Building and running the codes on Perlmutter@NERSC
After logging in to perlmutter at NERSC,, either pull the code directly from git or transfer a copy from your local machine to NERSC.
Set up your environment to make use of the CPU nodes by typing in this command:
% module load cpu
Then follow the build instructions above.
Once you have built the codes, you may request interactive access to a Perlmutter CPU node by using this command:
% salloc --nodes 1 --qos interactive --time 00:30:00 --constraint cpu --account=m3930
Once you are on an interactive CPU node, run each of the codes using these commands:
srun ./sum_direct
srun ./sum_indirect
srun ./sum_vector
Additional build options -- Compiler Optimization Level
By default, the CMakeLists.txt will do a "Release" build, which means there will be full compiler optimizations.
There are two methods for modifying the compiler optimization level.
Option 1 (best approach): set the CMAKE_CXX_FLAGS_RELEASE environment variable then run cmake
For full optimization:
bash users:
% export CMAKE_CXX_FLAGS_RELEASE="-O3"
csh users:
% setenv CMAKE_CXX_FLAGS_RELEASE "-O3"
For no optimization:
bash users:
% export CMAKE_CXX_FLAGS_RELEASE="-O0"
csh users:
% setenv CMAKE_CXX_FLAGS_RELEASE "-O0"
Then, after setting the CMAKE_CXX_FLAGS_RELEASE environment variable, clean your build directory, and rerun cmake and then make.
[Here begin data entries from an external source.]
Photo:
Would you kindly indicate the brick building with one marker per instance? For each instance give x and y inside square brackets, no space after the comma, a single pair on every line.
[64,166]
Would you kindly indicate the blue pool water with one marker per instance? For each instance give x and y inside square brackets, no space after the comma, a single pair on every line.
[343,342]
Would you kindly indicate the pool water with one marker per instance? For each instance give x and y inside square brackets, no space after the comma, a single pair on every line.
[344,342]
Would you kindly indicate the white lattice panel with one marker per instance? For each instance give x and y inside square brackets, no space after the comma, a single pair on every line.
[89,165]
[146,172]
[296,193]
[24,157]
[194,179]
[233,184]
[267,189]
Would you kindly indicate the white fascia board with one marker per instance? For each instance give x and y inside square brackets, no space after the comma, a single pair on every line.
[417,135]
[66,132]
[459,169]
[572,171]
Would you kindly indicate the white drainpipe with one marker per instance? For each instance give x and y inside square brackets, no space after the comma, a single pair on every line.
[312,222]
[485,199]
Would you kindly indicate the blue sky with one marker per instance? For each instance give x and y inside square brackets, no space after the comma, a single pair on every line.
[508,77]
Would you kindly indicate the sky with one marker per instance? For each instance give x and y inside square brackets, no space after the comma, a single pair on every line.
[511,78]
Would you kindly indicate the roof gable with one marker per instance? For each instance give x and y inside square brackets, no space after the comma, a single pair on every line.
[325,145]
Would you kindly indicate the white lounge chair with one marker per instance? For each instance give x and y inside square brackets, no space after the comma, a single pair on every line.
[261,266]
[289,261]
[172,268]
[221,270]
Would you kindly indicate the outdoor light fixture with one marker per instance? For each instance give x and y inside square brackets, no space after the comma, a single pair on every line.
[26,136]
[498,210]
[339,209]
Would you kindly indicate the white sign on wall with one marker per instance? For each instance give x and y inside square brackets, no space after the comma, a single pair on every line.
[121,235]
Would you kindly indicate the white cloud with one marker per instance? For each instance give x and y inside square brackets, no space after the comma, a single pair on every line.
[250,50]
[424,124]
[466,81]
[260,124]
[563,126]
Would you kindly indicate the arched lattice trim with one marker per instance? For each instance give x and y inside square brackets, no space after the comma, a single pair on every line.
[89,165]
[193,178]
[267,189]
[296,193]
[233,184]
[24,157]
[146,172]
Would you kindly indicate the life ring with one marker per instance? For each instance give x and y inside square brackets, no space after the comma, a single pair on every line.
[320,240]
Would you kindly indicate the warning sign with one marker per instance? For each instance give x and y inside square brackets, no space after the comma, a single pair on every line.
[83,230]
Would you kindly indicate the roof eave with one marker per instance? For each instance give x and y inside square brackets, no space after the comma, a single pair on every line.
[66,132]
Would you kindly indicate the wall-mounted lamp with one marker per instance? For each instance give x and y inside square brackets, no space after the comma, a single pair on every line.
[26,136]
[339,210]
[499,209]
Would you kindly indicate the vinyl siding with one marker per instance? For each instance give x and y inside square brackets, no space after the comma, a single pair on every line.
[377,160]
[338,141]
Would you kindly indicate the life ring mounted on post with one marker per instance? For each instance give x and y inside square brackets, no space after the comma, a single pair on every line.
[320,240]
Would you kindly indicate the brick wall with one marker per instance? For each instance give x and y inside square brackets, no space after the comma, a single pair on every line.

Option 2 (works but not preferred): uncomment one of the following two lines then run/rerun cmake:
For -O3: full optimization set(CMAKE_CXX_FLAGS_RELEASE "${CMAKE_CXX_FLAGS_RELEASE} -O3") For -O0: no optimization in gcc/g++ set(CMAKE_CXX_FLAGS_RELEASE "${CMAKE_CXX_FLAGS_RELEASE} -O0")
After modifying CMakeLists.txt, clean your build directory, and rerun cmake and then make.